It started out as a small-scale celebration, a ghoroa (homely affair) of probashi Bengalis (Bengalis living outside Bengal).

“In those days, one person would provide the space for the puja, another would cook the food and a third person would organise programmes,” samity member Anand Shankar Sengupta says.

“I came to Timarpur with my parents in 1924. The elders prepared for the event four-five months in advance — drama and dance rehearsals were held in different places and the children would gather at the residence of Indu Bowmick, where the idol was always made. When I turned 10, I was given the honour of serving the mother goddess,” 93-year-old Heramba Mukherjee recalls.
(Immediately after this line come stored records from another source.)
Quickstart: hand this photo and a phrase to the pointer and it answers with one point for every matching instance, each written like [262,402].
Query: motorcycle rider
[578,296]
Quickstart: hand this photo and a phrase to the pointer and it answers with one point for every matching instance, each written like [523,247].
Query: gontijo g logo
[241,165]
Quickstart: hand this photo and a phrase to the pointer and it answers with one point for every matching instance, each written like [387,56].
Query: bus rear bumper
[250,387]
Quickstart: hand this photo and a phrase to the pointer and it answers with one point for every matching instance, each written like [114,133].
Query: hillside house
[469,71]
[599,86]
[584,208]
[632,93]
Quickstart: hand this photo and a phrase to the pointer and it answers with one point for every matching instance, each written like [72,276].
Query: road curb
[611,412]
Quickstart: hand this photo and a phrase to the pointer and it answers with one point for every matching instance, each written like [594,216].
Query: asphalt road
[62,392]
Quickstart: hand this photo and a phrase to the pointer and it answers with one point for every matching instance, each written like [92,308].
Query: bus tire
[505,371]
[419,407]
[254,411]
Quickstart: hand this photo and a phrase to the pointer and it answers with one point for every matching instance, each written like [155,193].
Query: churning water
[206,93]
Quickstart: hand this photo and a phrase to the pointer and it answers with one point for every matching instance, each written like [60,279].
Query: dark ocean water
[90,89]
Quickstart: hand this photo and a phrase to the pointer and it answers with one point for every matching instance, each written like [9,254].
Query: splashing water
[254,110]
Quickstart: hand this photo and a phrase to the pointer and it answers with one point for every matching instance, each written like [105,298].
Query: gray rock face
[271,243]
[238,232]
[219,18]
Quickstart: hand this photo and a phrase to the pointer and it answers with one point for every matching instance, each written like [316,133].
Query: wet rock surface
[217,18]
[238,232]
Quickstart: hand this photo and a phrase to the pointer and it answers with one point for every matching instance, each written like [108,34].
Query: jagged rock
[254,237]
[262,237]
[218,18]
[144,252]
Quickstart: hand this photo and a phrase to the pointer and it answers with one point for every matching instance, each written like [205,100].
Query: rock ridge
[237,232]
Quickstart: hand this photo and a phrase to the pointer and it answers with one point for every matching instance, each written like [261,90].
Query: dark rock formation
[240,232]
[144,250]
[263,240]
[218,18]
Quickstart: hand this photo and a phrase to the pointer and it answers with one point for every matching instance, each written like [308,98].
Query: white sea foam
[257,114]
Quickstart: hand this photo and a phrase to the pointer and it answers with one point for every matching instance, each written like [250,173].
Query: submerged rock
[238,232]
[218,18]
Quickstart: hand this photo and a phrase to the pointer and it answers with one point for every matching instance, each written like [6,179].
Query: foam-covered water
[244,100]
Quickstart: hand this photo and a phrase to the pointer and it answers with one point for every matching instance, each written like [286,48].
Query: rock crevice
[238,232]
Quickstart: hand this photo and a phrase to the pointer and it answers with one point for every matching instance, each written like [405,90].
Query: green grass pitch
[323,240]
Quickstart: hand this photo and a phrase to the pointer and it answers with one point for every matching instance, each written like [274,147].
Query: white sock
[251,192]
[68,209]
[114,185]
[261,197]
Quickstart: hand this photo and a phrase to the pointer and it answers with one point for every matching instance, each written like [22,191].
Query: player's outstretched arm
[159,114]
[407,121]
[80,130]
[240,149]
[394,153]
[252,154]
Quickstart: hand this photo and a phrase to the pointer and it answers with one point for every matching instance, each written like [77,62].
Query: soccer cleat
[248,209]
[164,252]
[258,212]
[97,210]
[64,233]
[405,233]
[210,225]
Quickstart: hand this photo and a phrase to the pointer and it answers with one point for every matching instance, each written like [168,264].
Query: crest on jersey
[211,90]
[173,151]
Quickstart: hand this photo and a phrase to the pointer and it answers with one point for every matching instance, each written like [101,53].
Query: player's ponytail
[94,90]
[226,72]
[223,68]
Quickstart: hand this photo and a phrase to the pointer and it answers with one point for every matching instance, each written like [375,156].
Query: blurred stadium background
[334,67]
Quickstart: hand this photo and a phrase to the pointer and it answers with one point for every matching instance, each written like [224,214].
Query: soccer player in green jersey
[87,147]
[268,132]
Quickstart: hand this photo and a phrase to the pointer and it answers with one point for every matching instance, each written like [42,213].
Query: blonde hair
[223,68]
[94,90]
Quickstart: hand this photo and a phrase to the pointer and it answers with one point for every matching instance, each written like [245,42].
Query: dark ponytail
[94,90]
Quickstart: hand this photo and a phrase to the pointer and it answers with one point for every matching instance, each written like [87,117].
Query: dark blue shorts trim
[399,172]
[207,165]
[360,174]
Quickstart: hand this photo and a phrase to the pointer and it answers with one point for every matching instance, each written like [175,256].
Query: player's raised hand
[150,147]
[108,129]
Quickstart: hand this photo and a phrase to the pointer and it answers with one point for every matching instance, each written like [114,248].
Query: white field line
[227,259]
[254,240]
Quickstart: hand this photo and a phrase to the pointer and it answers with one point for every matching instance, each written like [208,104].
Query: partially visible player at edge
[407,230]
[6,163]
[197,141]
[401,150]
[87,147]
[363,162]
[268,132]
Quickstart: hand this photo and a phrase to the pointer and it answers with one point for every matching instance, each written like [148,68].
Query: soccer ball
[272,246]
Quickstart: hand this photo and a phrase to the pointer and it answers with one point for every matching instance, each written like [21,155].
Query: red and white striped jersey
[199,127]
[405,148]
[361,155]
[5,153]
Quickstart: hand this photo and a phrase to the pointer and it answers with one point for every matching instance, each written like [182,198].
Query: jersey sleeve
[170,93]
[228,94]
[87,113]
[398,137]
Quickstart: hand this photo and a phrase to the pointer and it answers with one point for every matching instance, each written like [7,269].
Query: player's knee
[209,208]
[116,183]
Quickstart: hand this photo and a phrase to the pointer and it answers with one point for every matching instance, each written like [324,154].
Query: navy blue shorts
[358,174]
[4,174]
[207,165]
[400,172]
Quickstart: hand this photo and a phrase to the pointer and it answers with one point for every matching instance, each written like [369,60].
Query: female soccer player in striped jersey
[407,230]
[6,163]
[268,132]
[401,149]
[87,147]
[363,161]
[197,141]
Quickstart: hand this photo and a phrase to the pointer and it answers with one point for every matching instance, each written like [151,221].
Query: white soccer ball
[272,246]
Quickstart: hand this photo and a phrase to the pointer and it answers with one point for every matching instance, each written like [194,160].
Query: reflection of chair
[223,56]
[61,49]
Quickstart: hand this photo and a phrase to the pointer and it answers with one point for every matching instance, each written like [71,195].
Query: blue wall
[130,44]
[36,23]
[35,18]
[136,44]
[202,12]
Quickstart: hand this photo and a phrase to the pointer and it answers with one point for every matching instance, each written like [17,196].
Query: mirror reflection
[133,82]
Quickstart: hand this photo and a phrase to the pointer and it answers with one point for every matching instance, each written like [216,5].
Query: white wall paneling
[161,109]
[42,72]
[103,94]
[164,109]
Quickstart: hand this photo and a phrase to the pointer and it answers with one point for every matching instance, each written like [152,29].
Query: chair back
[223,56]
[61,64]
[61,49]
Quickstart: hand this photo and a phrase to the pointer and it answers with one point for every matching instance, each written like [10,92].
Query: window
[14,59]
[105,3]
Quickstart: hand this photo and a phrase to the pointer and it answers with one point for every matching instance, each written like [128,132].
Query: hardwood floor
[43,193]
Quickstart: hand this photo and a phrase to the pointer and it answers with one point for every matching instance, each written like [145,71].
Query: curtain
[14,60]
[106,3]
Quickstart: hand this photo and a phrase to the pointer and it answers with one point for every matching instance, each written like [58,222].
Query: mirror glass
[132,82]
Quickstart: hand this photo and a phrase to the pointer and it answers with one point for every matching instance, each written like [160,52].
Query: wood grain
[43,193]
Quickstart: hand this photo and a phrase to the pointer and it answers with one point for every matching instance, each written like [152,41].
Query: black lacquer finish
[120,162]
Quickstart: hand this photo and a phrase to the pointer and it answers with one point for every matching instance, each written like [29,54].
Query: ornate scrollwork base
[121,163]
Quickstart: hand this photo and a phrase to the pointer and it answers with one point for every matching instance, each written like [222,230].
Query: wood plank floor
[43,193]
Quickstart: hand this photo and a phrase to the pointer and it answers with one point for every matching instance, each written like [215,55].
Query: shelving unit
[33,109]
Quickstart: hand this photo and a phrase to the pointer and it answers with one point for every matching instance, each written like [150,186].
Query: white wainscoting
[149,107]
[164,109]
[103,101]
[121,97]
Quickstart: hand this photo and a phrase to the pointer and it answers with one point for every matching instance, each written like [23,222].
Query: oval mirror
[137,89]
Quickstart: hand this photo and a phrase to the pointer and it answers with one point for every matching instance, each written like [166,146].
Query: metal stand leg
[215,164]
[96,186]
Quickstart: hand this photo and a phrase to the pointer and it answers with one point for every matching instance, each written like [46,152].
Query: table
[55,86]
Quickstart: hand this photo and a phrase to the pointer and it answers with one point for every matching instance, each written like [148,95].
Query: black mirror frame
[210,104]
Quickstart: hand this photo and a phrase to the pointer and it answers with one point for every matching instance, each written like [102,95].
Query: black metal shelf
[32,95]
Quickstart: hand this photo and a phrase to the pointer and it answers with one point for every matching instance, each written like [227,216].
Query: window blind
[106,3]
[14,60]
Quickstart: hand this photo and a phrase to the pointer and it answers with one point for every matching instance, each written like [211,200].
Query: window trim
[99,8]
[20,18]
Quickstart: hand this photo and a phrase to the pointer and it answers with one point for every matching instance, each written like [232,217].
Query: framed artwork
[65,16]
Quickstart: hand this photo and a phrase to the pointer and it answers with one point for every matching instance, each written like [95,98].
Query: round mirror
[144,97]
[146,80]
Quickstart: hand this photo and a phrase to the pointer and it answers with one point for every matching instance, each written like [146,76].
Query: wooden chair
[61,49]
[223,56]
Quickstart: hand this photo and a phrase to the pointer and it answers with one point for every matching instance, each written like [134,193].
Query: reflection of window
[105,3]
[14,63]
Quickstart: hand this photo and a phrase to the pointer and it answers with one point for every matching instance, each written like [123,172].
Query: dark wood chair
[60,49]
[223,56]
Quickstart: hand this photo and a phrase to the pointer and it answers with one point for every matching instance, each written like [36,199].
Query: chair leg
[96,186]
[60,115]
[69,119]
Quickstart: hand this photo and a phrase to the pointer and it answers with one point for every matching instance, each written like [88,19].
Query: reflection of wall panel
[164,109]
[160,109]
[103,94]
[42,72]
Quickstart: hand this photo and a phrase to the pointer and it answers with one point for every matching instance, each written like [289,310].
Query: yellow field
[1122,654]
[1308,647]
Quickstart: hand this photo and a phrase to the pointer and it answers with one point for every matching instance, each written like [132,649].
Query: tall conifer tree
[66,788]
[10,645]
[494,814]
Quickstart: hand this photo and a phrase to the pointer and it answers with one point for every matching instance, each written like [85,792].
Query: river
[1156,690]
One of the major attractions of the Puja during the ‘30s was the screening of Bengali movies.

“People didn’t have TVs and there was no way to watch Bengali movies in Delhi. So, the samity would screen the most popular Bengali movies of that time over two days of the festival. We would hire a guy who would bring the film reels and a 35mm projector to the pandal on a ‘phat-phat’ auto. Others brought home-cooked biryani and traditional Bengali food and we would watch movies till 4 in the morning,” Mukherjee says.

The screening stopped in the mid-’80s with the advent of TV, he adds.

Puja was also the time when the children of the locality got enough money to fund their ‘chotoder’ library (children’s library).

Ashok Nath Chatterjee (82) says, “We sold tea during the Puja. In those days the plays and movies would go on till morning, and as 10-year-olds we were even free to go inside the ladies enclosure to supply tea.”

Since 1970-1971, the samity decided not to hire workers to carry the idol to the immersion spot seven km away.

Instead, people from the locality volunteer to pull the bullock-cart carrying the idols. “Every man in the locality has pulled the bullock-cart over the years. It is quite a sight, besides the usual singing and dancing many stand on the bullock-cart with sticks to push branches and wires which might entangle the idol,” Sengupta says.

The only time the samity did not indulge in a full-fledged Puja was during the 1965 war. “We just had a low-key Puja. There were no plays or screenings that year,” he says.

However, as is the case with government servants, many of those who were present when the samity was formed have now moved to other places.

“There were about 100 Bengali families then and now there are about 15. My daughter is flying in from London and my son from Dubai. There are others who once lived here and are part of the samity. They are now spread across the country and abroad. They too will come,” Brahmo says.

Though modernisation has influenced the Puja, it still remains true to its Bengali roots. Idols are made in studios, and the food that was usually cooked on chullahs is now cooked on gas stoves as the samity decided to go eco-friendly three years ago, much to the indignation of some of its senior members.

“Everyone is so busy these days that we don’t have that much time to prepare for the Puja. Most of the senior members of the samity take some days off to put the programme together, but, even then, the number of plays have gone down. We have also started calling bands and artistes from Bengal to perform,” Sengupta says.

And while some may wonder about the the contribution of today’s youth to the Puja, Sengupta insists that the youth still take part in the Puja, distribution of the bhog and organisation of competitions.

Even though they are expecting a footfall of 2 lakh people this year, the members claim that they have not let commercialisation seep in. “It’s not like in Calcutta where pandals compete with each other. In fact, I know so many Bengalis in Calcutta who go for a vacation during the Puja because that is the longest holiday they get,” Brahmo says.

“We still follow some strict dos and don’ts — the samity member in charge of the Puja cannot eat non-vegetarian food and has to fast. He cannot have any leather on him and has to wear dhoti.”